Prep: 20 min.
Bake: 35-40 min
Yield: 1 bundt cake
⅔ cup grapeseed or coconut oil (melted)
⅔ cup water
2 Tbsp. vanilla
1/8 tsp nutmeg
Zest of 1 large lemon
2 boxes Simple Mills Vanilla Cupcake & Cake Mix
1 1/2 cups raw pecans, chopped
1/2 cup coconut sugar, depending on sweetness preference
1/4 cup water
2- 2 ½ cups powdered sugar made with tapioca or arrowroot starch
(Alternatively, you can use honey to drizzle over the cake as a glaze. Simple, although the colors won't stand out as much.)
Green, purple, and gold naturally colored sugars from India Tree
PREHEAT oven to 350℉.
GREASE a bundt or tube pan with coconut oil or butter. Sprinkle 2 tsp. dry cake mix into pan, rotating pan and tapping its sides until pan is evenly coated.
COMBINE oil, water, vanilla, eggs, nutmeg and lemon zest in a large bowl. Whisk to combine.
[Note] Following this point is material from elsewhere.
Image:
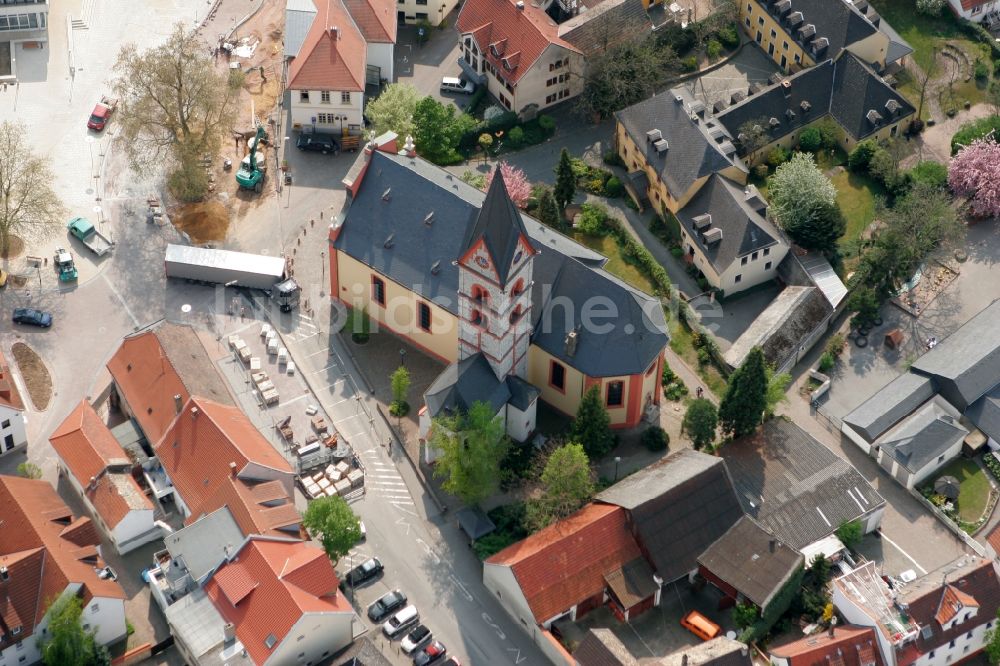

ADD cake and continue to whisk until well blended.
COMBINE chopped pecans and coconut sugar in a small bowl. Toss to mix.
POUR ½ of batter into prepared pan. Sprinkle pecan-sugar mix over batter. Cover with remaining batter.
PLACE pan in preheated oven and bake 35-40 minutes or until a toothpick inserted in the center comes out clean.
REMOVE pan from oven and immediately invert pan onto a wire cooling rack. Allow cake to cool 10 minutes before gently tapping the top and sides of the pan to release cake. Allow cake to cool completely.
BRING ¼ cup water to a simmer to make the glaze. Stir 2 cups powdered sugar into water, adding more as needed to achieve desired consistency (keep in mind that glaze will thicken as it cools thanks to the tapioca or arrowroot starch in the powdered sugar).